Major Breakthrough In Spintronics Research
Invisible Pink Unicorn writes "Spintronics is the field of research into developing devices that rely on electron spin rather than electron charge to carry information. A major advance has been made by the Naval Research Laboratory (NRL), where they have for the first time generated, modulated, and electrically detected a pure spin current in silicon. Progress in this field is expected to lead to devices which provide higher performance with lower power consumption and heat dissipation. Basic research efforts at NRL and elsewhere have shown that spin angular momentum, another fundamental property of the electron, can be used to store and process information in metal and semiconductor based devices. The article abstract is available from Applied Physics Letters."
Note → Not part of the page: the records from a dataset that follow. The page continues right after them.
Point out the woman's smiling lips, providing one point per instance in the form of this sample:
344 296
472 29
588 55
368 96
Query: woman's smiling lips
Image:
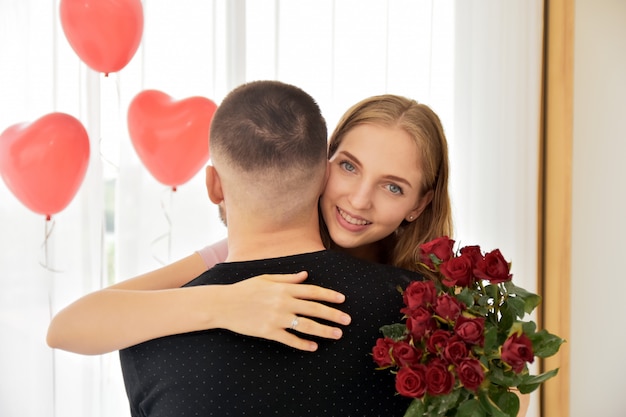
349 222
Quantum Teleportation. It's all the rage in Los Alamos.
The game.
Thanks very much! Wish the PR release and abstract had been more informative.
What's the argument for there being potentially far less dissipative losses with pure spin currents, however? It's still going to interact with the lattice via spin-orbit and spin-spin coupling terms, no? You're still going to get resistive heating, no? Is it just the fact that the magnetic dipole interactions are much shorter range interactions than the Coulomb force? (Except wouldn't it be a screened Coulomb force in the lattice anyway?)
Spin-orbit can still be quite strong yes, but it is very dependant on the material. An interesting way to think about it is that when you have a standard piece of conducting material, it's not that there is no current flowing in it while it sits there not hooked up to a source; actually the electrons go all over the place inside the material. Current flows right to left, left to right, but it all balances out and there is no net current. Resistive heating only occurs when you have net charge current. In an ideal spintronics device you would have charged currents flowing just like in any other material, but there would be no NET charge current. The spin current can diffuse along your channel. Why is this better in terms of heat? I'd have to check, but I think you're on the right track with the magnetic dipole being much weaker than an electric monopole. 1/r^4 vs 1/r^2 IIRC. One of the major benefits occurs if you can pass a coherent spin current along a channel. This leads to the possibility of quantum computations involving spins.